Un Canadair en action au-dessus d'un feu de forêt. — ANDER GILLENEA AFP
  • Le Syndicat national du personnel navigant de l'aéronautique civile estime que le nombre de bombardiers d’eau en activité est insuffisant
  • Il pointe l’incapacité, selon lui, de la société en charge de la maintenance des appareils de les livrer dans les délais

Le Syndicat national du personnel navigant de l’aéronautique civile, syndicat majoritaire du Groupement aérien de la sécurité civile, lance un cri d’alarme. Selon lui, les pilotes des bombardiers d’eau seraient dans l’impossibilité de d’assurer leurs missions en raison du manque d’appareils en état de voler.

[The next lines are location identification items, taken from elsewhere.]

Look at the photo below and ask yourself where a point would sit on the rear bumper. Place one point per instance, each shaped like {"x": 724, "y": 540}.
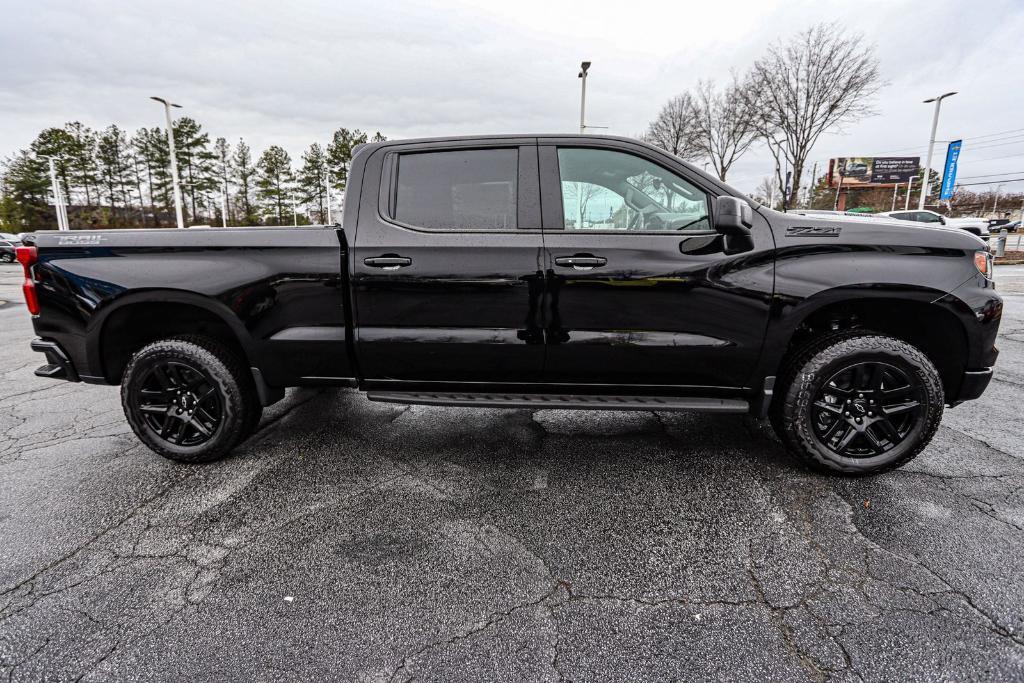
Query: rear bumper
{"x": 974, "y": 384}
{"x": 57, "y": 367}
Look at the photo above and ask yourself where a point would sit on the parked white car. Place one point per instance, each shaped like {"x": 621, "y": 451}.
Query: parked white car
{"x": 977, "y": 226}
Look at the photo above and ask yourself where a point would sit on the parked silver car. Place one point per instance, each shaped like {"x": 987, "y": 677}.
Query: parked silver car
{"x": 977, "y": 226}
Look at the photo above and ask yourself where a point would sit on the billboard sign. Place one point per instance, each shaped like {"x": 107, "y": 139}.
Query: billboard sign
{"x": 872, "y": 170}
{"x": 949, "y": 170}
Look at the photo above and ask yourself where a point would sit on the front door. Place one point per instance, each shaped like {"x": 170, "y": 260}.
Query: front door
{"x": 641, "y": 290}
{"x": 448, "y": 265}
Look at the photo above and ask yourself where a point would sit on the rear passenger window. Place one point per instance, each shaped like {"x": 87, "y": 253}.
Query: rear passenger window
{"x": 465, "y": 189}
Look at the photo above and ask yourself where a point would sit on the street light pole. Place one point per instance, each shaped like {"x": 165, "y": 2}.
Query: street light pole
{"x": 584, "y": 67}
{"x": 931, "y": 144}
{"x": 174, "y": 161}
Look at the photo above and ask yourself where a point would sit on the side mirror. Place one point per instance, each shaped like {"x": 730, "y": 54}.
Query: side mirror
{"x": 733, "y": 216}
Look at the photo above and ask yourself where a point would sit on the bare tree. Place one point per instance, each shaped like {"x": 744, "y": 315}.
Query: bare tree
{"x": 674, "y": 129}
{"x": 723, "y": 126}
{"x": 820, "y": 80}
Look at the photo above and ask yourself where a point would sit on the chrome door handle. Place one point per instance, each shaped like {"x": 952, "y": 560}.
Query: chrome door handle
{"x": 581, "y": 261}
{"x": 388, "y": 262}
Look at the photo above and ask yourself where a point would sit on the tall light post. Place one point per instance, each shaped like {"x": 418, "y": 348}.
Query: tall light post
{"x": 584, "y": 68}
{"x": 931, "y": 143}
{"x": 174, "y": 160}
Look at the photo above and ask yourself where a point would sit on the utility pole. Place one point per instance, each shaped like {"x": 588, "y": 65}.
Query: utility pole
{"x": 931, "y": 144}
{"x": 327, "y": 178}
{"x": 810, "y": 185}
{"x": 174, "y": 161}
{"x": 839, "y": 188}
{"x": 59, "y": 208}
{"x": 584, "y": 68}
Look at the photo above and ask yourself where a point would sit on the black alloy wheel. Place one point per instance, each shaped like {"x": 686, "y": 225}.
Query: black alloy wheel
{"x": 189, "y": 398}
{"x": 179, "y": 403}
{"x": 866, "y": 409}
{"x": 857, "y": 402}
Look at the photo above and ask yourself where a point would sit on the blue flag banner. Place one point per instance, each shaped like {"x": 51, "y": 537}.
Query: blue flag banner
{"x": 949, "y": 172}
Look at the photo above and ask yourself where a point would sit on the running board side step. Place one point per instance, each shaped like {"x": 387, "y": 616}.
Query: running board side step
{"x": 560, "y": 401}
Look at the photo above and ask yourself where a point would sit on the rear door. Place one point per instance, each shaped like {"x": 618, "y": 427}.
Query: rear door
{"x": 641, "y": 289}
{"x": 448, "y": 268}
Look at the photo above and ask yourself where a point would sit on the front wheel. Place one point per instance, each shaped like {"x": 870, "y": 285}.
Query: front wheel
{"x": 859, "y": 404}
{"x": 187, "y": 398}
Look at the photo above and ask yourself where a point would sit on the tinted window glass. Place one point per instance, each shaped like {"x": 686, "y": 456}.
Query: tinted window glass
{"x": 467, "y": 189}
{"x": 611, "y": 190}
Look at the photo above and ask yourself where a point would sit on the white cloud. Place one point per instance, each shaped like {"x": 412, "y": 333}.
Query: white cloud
{"x": 291, "y": 73}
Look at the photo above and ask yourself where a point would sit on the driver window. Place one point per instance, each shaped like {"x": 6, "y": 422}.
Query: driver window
{"x": 612, "y": 190}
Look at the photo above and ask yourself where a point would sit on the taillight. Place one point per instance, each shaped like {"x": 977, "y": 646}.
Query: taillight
{"x": 27, "y": 256}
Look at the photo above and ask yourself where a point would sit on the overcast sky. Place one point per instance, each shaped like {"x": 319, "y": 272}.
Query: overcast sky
{"x": 291, "y": 72}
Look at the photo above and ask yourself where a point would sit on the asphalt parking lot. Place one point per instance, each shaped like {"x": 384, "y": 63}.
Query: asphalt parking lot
{"x": 368, "y": 542}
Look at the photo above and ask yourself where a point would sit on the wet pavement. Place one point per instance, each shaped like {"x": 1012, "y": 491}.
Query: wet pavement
{"x": 358, "y": 541}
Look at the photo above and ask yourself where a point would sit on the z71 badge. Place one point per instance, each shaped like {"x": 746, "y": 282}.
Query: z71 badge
{"x": 79, "y": 240}
{"x": 816, "y": 231}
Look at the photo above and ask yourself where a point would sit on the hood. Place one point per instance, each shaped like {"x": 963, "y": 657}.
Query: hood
{"x": 794, "y": 228}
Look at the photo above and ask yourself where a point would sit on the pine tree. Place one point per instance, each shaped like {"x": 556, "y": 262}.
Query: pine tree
{"x": 244, "y": 175}
{"x": 222, "y": 152}
{"x": 310, "y": 179}
{"x": 113, "y": 166}
{"x": 196, "y": 163}
{"x": 339, "y": 155}
{"x": 83, "y": 160}
{"x": 27, "y": 186}
{"x": 151, "y": 143}
{"x": 274, "y": 182}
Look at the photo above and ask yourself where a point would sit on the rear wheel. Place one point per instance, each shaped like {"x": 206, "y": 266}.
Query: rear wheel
{"x": 188, "y": 398}
{"x": 859, "y": 403}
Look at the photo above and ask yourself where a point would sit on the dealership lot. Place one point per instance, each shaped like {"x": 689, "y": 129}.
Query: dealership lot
{"x": 371, "y": 542}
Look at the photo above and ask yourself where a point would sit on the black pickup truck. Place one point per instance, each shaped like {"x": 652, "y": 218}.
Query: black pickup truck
{"x": 530, "y": 272}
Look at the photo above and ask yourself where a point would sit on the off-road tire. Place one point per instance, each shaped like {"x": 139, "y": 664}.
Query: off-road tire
{"x": 806, "y": 373}
{"x": 220, "y": 370}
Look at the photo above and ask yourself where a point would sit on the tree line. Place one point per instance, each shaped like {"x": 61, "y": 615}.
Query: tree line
{"x": 819, "y": 80}
{"x": 111, "y": 178}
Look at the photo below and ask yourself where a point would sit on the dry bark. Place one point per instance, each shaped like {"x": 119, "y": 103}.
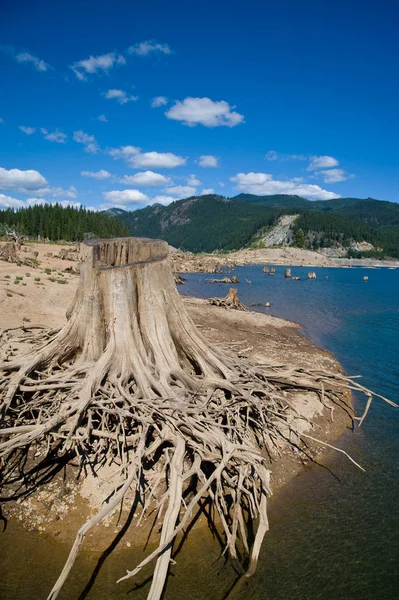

« Aujourd’hui on n’est plus capable de maintenir la stratégie feu de forêt. Des pompiers au sol travaillent avec nous. L’année dernière déjà, il y avait eu des blessés et malheureusement un mort, alarme Stephan Le Bars, responsable du syndicat. On ne va pas travailler trois mois dans une situation dégradée. On devrait être serein, avoir toute la flotte pour aller au feu de manière opérationnelle. Il y a un problème. »

Le directeur de la Sécurité civile écarte tout risque

Cinq avions seraient actuellement cloués au sol pour maintenance. Deux autres ont été envoyés en renfort au Portugal pour tenter d’endiguer le gigantesque incendie qui a fait de nombreuses victimes. Sur les 23 de la base aéronautique, plus d’un quart de la flotte stationnée à Nîmes-Garons serait opérationnelle. « La société Sabena (en charge de la maintenance des appareils) est dans l’incapacité de nous sortir les avions à temps en accord avec le contrat opérationnel », reprend-il dans un communiqué envoyé aux rédactions.

Jacques Witkowski, préfet et directeur de la Sécurité civile et de la gestion des crises, assure que ces retards de maintenance « n’impactent absolument pas l’opérationnalité de la flotte ». Il estime « sur le dispositif national, Corse comprise » avoir « suffisamment d’avions pour réagir à tout ».